Votre roman Le bruit de tes pas a été édité en France, êtes-vous contente de l’accueil que ce soit du public ou de la presse ?

Je suis très contente de l’accueil. J’ai aussi été surprise lors des rencontres, que les lecteurs participent autant, car en Italie il s’agit plutôt surtout des signatures. Et la presse est assez bonne donc tout va bien.

En participant au concours, pouviez-vous penser que vous seriez amené plus tard à voyager dans différents pays pour faire la promotion du livre ?

Non, je n’y ai pas pensé du tout.

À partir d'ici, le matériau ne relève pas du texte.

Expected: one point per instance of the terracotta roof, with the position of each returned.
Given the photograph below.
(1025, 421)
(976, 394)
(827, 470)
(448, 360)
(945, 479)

Si j’y avais pensé, je ne l’aurais probablement pas écrit car je suis très timide. Être autant amené à voyager n’est pas forcément une vie qui me plait, moi j’aime écrire rester chez moi, être tranquille mais cela fait partie de la rançon du succès.

Ce livre est très fort et j’ai qualifié la relation entre les deux héros d’amitié intense, plus que d’amour, est-ce que cela vous va  

Ça me convient très bien, d’autant que, si tant est qu’il y ait une histoire d’amour, elle existe dans la tête des personnages et dans ce qu’ils racontent, mais il n’y a pas d’échanges physiques. Je suis contente que vous l’ayez remarqué.

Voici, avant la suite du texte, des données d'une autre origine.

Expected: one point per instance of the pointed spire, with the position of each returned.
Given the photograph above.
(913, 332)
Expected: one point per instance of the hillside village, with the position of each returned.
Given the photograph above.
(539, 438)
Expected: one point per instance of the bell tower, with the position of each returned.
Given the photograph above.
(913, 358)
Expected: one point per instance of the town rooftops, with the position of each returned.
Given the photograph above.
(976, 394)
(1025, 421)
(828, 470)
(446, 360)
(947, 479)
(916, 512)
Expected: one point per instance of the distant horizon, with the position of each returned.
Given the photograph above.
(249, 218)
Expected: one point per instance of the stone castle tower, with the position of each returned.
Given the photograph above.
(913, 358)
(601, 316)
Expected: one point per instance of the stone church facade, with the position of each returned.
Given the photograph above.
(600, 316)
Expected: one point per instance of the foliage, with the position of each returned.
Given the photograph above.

L’histoire est sombre, on y parle notamment d’avortement, de mort, de drogues, où avez-vous trouvé cette inspiration ?

Le quartier décrit dans le livre est celui dans lequel j’ai vécu toute ma jeunesse. J’y ai mélangé des choses que j’ai vécues, entendues. Les histoires de drogue par exemple, sont quelque chose qu’on voyait tous les jours, pas seulement en imagination.

On dit toujours qu’il y a de soi dans un premier roman, est-ce vrai pour vous ?

Quand je l’ai écrit au départ, je pensais vraiment avoir inventé des personnages très différents de moi. Quand j’ai donné le livre à lire à mes parents et à des amis très proches, ils m’ont dit « tu ne t’en rends pas compte, mais tu es comme Béatrice ». Je ne sais pas vraiment si c’était un compliment (rires).

La narration est faite à la première personne par le regard de Béatrice, était-ce pour emporter encore plus le lecteur dans l’histoire et nous faire sentir proche d’elle ?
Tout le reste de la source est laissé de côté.